Edie Jones has a background in early childhood education. photo by John Griffith
By John Griffith
Local youth camp owner and early childhood education activist Edie Jones is running for Position 3 on the Sisters School Board. This election is for a two-year term to finish out the term of Christine Jones. Melvin Herburger is the other candidate for this position.
Edie Jones has actually written "the book" on the importance of early childhood education. The working title is "Raising Kids with Love, Honor and Respect," and the book is a direct result of her 20 years with the Together For Children program. She served as director of the program for the last 10 years. Although she recently retired from the program she remains on the board.
A key premise of the program is that parents are a child's first teacher, hence coaching the parent to be an effective teacher is vital.
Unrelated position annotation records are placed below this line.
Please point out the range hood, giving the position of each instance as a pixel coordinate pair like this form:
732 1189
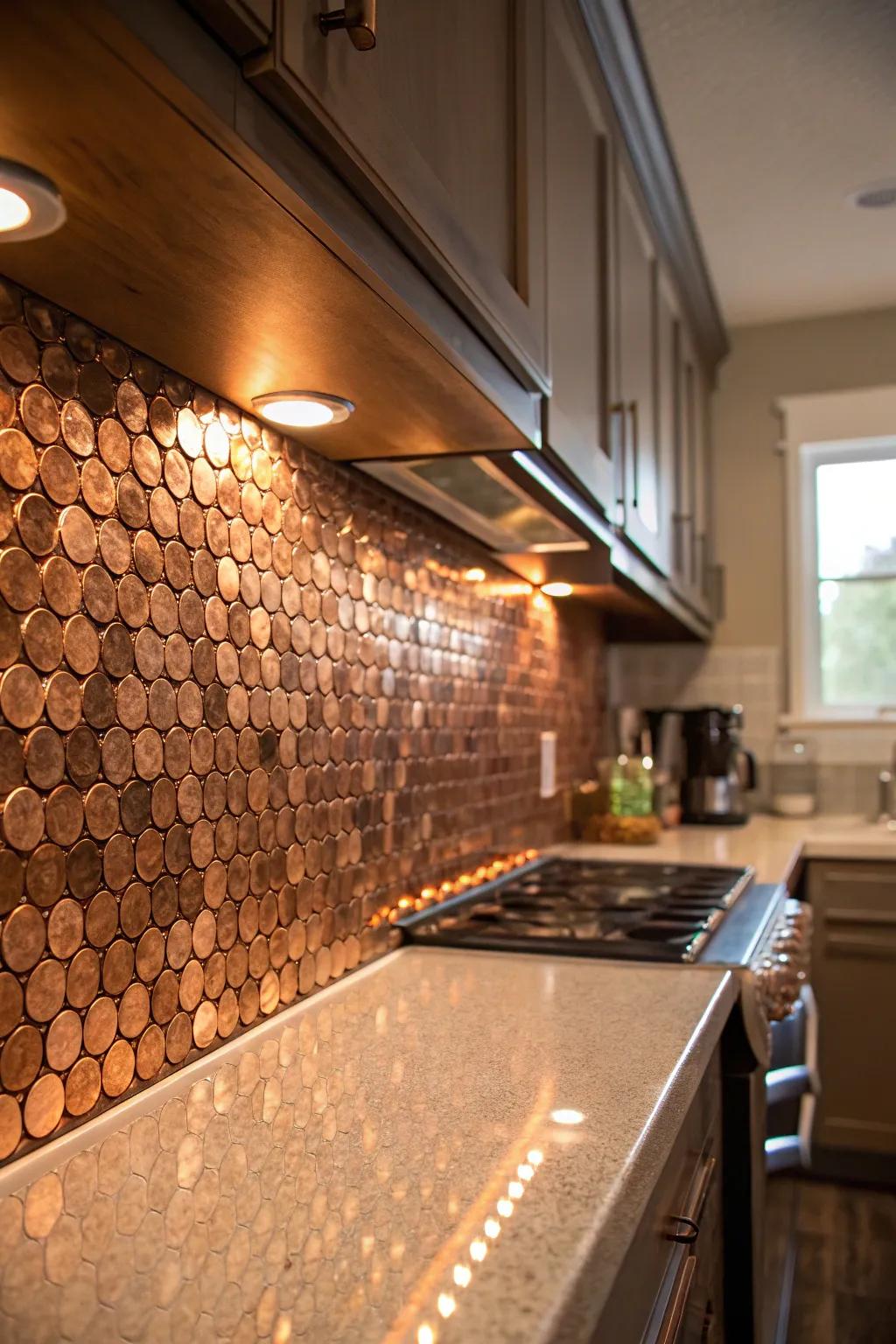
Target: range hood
516 504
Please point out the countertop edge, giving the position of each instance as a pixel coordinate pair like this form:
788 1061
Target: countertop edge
579 1308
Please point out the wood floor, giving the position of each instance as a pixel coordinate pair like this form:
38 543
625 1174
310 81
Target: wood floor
845 1281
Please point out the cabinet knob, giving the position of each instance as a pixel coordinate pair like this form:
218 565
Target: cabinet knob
359 20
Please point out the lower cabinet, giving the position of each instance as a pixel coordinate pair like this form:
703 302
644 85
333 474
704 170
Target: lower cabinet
670 1284
853 975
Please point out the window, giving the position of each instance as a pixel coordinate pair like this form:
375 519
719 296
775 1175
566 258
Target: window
853 620
843 558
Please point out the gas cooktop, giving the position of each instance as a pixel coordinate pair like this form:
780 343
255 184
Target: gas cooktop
645 912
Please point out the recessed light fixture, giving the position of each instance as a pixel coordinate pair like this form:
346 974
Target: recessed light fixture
876 195
303 410
30 205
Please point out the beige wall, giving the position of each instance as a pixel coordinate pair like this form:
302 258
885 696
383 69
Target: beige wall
818 355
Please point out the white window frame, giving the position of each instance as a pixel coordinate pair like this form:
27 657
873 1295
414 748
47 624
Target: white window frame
828 428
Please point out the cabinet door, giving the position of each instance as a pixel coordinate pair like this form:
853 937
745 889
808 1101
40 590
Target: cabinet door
441 130
578 156
635 410
690 515
853 975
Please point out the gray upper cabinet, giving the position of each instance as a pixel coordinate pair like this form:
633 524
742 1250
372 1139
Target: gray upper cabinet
578 163
641 506
690 480
439 130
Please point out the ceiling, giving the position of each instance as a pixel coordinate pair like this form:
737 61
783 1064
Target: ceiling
777 110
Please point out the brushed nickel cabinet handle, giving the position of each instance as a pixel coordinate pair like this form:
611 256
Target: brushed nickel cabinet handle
358 19
675 1314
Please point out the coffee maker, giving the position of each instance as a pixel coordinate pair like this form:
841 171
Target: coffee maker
718 769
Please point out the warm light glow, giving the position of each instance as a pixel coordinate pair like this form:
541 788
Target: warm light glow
303 410
446 1306
298 414
15 210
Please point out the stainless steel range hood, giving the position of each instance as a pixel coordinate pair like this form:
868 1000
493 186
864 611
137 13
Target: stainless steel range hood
516 504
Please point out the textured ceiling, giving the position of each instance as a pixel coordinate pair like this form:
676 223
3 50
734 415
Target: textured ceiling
778 109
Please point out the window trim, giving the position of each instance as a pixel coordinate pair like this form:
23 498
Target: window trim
826 428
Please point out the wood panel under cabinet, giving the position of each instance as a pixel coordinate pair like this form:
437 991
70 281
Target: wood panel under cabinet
578 165
853 975
441 132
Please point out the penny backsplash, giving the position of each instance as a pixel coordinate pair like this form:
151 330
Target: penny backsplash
246 701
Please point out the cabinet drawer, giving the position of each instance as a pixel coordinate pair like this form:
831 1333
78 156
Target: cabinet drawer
662 1276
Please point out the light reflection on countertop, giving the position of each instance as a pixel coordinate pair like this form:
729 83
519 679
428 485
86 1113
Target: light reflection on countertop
442 1148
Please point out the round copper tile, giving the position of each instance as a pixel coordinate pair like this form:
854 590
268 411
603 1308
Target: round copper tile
22 828
60 371
10 636
135 910
133 602
147 460
43 1106
19 579
178 1038
118 1068
39 414
101 1022
77 428
82 1086
115 445
20 1058
11 761
63 815
18 354
65 928
78 534
115 546
46 990
83 867
5 515
148 556
83 978
11 1003
80 644
60 584
20 695
100 594
150 1053
98 701
63 701
132 406
46 875
37 522
63 1040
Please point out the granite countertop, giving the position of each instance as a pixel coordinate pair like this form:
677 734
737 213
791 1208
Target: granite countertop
774 845
378 1163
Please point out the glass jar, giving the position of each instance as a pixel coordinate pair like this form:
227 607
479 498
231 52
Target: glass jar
794 779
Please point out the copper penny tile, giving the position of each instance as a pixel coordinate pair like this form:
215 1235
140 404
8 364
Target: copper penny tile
223 668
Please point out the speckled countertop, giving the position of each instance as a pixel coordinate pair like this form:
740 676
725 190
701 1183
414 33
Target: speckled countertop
773 845
379 1163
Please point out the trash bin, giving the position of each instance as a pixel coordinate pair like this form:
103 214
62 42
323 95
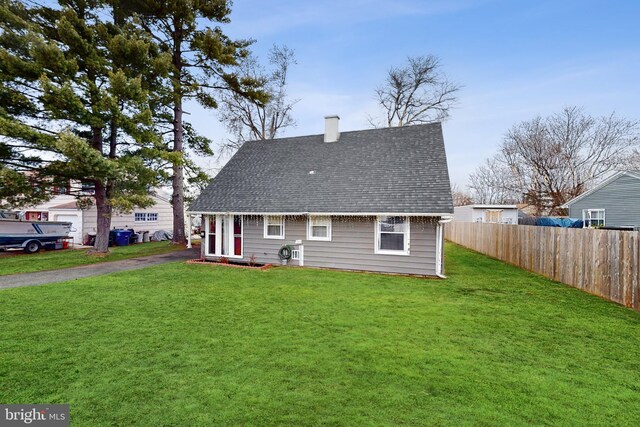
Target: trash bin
121 237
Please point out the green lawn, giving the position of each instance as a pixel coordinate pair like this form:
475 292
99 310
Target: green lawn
189 345
18 262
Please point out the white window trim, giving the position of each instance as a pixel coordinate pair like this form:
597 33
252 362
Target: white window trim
278 237
146 216
405 252
586 216
310 235
218 236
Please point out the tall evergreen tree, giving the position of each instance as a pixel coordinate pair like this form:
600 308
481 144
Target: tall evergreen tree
203 62
86 113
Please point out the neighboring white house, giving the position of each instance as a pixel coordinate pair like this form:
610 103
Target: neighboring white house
500 214
615 202
63 207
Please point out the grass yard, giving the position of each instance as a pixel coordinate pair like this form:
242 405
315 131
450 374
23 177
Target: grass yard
18 262
189 345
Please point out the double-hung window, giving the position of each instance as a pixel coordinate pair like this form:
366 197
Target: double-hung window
319 228
392 235
593 218
273 227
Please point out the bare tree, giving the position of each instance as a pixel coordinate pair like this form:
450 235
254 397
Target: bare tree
249 119
415 93
460 197
556 158
493 182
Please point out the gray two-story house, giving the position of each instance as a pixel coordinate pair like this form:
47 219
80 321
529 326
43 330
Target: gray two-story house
613 203
372 200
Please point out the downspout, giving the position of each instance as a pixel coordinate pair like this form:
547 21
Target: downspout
440 245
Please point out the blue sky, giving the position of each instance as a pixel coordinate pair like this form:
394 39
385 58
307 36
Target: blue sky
516 59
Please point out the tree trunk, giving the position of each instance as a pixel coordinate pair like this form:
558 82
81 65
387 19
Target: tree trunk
177 199
103 207
103 219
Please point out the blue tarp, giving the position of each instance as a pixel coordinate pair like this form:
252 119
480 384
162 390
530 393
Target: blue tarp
559 222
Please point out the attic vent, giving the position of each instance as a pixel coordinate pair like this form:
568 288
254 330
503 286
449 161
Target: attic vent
331 132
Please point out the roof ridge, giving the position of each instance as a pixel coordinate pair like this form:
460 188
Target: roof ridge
380 129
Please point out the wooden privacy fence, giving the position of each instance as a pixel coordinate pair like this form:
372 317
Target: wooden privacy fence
601 262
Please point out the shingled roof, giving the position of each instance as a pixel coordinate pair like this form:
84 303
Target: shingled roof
392 170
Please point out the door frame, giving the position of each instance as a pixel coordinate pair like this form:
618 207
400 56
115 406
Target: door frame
230 236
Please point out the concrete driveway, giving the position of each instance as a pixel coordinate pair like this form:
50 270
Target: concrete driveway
53 276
With a family of teachers in her background, Jones was determined to go a different direction. She took her undergraduate degree in recreation with a concentration on dance from Washington State University. Working from a passion for outdoor recreation fueled by her early Campfire Girl days, she ended up working for the Girl Scouts of America in Louisville for 11 years, where she focused on the adult education side of the program.
Building on her early work as an educational consultant, traveling between schools setting up physical education programs for schools, park and recreation organizations and senior centers, Jones went back and got her masters in Adult Education at OSU in 1991.
Jones has chosen to run for school board at this time primarily because, "right now there is a strong emphasis from the governor on early childhood education. There is the Oregon Education Investment board and the Early Learning Council," said Jones. "Many programs that have made a huge difference in the lives of kids won't be getting those dollars (they will be going to the new initiatives). It is important to make sure that those dollars come back to the communities. There needs to be some advocacy to keep those dollars local.
"I've observed the board meetings, and the school board works well together," said Jones. "They are there for the right reasons, and the teachers giving presentations are so excited about their work and their kids. At the same time I have heard from some parents that are not pleased about what is happening with their children in the classroom. It is important that we listen and respond to these voices, also."
Jones encourages parental involvement.
"I would like to send a message to voters for them to be aware that our school system really depends on parents really being involved in the early education of their kids. Kids need a foundation that is so strong that they can't do anything but succeed," she said.
Jones is well-known in the community for her operation of Camp Tamarack.
Although she and her husband married in Montana, his engineering job for Boeing, freelance photography and ultimately advertising work took the family through a number of states including Minnesota, Kentucky, and Washington.
When the last of their four children started college, Jones' husband took early retirement, got his MBA, and the couple took action to fulfill Edie's lifetime dream of owning and operating a summer camp. They moved from Tacoma to Sisters in 1991 to purchase and operate Camp Tamarack, located 15 miles west of Sisters on Dark Lake. Although they have a house in town, Edie lived out at the camp during the summer. They ran the camp for 11 years.